La tradición habla de pastores y montañeros de antaño en los Alpes calentando el queso viejo al fuego. El queso duro se ablandaba y, voilà!, los profesionales compartían comida y experiencias. De ahí procede el espíritu “fondue”, del francés “fundido, derretido” y que equivale a comida para compartir como símbolo de familiaridad, compañerismo, intimidad incluso. De aquel queso duro fundido por necesidad se pasó, con las décadas, a la carne, que los galos denominan “bourguignonne” en alusión a la Borgoña francesa, región célebre por la crianza del buey y la buena ternera y que hoy los cocineros preparan al gusto de los comensales y se acompaña de salsas. Y finalmente el concepto de “fondue” se extendió a la repostería y cuajó en chocolates negros y blancos en los que los comensales bañan frutas, galletas, bizcochos y otros alimentos.

De los Alpes a Móstoles
Aquel ambiente de camaradería alpina, de conversación al queso fundido, cristalizó en Móstoles en 1984 en La Fondue (Montero, 25, Móstoles, cerca del Teatro del Bosque). El ambiente acogedor y familiar lo generó Esteban, el fundador, cocinero durante 17 años en Francia y que de vuelta a casa se inventó un establecimiento único y de gran éxito en Móstoles.

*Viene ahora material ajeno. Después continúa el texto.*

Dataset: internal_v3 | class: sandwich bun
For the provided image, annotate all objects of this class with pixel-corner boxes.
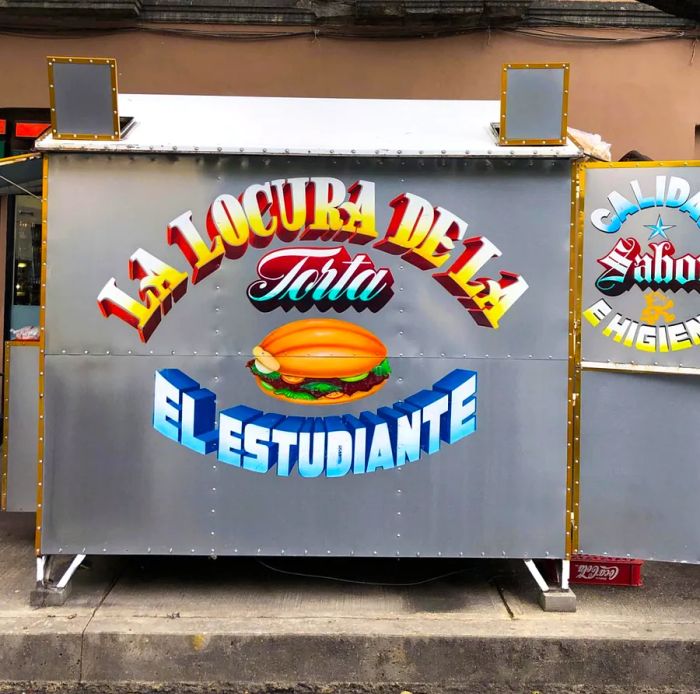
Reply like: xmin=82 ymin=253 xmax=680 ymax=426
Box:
xmin=253 ymin=318 xmax=387 ymax=380
xmin=255 ymin=376 xmax=386 ymax=405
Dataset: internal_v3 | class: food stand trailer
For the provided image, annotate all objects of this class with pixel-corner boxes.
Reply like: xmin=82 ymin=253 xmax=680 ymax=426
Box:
xmin=0 ymin=59 xmax=700 ymax=609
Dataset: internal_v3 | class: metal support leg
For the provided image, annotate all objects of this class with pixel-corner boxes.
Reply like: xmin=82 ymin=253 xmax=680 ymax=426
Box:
xmin=525 ymin=559 xmax=576 ymax=612
xmin=525 ymin=559 xmax=549 ymax=593
xmin=561 ymin=559 xmax=571 ymax=590
xmin=29 ymin=554 xmax=85 ymax=607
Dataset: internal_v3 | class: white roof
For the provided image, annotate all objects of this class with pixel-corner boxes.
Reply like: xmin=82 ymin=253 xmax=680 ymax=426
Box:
xmin=37 ymin=94 xmax=580 ymax=158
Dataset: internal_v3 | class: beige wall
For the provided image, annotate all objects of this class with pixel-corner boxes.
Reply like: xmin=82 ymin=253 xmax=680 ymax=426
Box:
xmin=0 ymin=27 xmax=700 ymax=159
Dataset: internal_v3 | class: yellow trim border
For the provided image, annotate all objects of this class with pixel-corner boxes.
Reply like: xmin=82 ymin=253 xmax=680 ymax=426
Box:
xmin=498 ymin=63 xmax=571 ymax=147
xmin=46 ymin=55 xmax=120 ymax=141
xmin=564 ymin=162 xmax=583 ymax=559
xmin=34 ymin=156 xmax=49 ymax=556
xmin=0 ymin=152 xmax=43 ymax=166
xmin=582 ymin=159 xmax=700 ymax=169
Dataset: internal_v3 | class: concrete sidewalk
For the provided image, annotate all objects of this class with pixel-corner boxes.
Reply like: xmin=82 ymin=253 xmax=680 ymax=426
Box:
xmin=0 ymin=514 xmax=700 ymax=694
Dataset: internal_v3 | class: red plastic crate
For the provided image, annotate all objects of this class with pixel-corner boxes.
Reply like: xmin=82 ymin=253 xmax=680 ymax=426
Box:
xmin=569 ymin=554 xmax=644 ymax=587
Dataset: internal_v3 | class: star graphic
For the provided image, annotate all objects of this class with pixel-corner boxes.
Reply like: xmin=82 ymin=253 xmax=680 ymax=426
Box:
xmin=644 ymin=215 xmax=676 ymax=241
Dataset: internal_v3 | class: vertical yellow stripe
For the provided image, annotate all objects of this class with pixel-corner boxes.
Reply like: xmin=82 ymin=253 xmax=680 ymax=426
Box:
xmin=34 ymin=155 xmax=49 ymax=555
xmin=0 ymin=342 xmax=10 ymax=511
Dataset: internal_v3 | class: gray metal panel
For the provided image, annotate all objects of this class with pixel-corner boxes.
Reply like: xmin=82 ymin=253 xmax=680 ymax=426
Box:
xmin=580 ymin=372 xmax=700 ymax=563
xmin=46 ymin=155 xmax=570 ymax=359
xmin=7 ymin=344 xmax=39 ymax=511
xmin=581 ymin=163 xmax=700 ymax=368
xmin=42 ymin=355 xmax=567 ymax=557
xmin=505 ymin=68 xmax=564 ymax=140
xmin=53 ymin=63 xmax=114 ymax=135
xmin=42 ymin=155 xmax=570 ymax=556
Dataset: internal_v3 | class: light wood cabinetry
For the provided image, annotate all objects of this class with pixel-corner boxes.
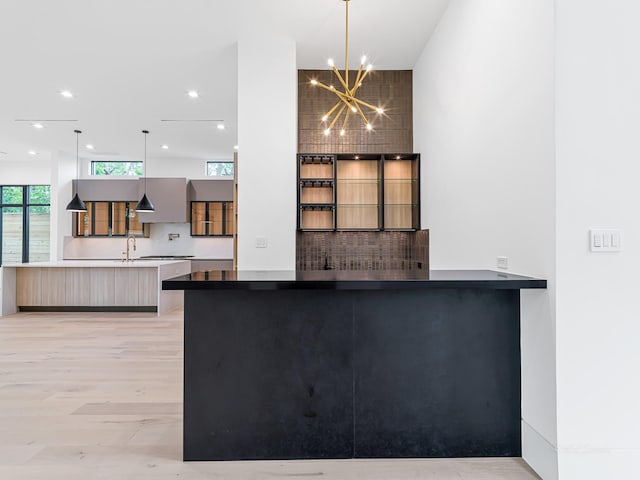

Hoy lleva las riendas su hijo, Olivier, que vivió el negocio desde crío, se formó como cocinero y que le ha dado a La Fondue un aire de nuevos tiempos sin perder la esencia acogedora de la familia. El establecimiento está recién reformado, tiene una docena larga de mesas y es idóneo para conversar, proyectar y celebrar en torno a una fondue de quesos, de carnes, de chocolate… O con otros productos, que la carta es amplia y variada. Se presenta una Navidad… fundida.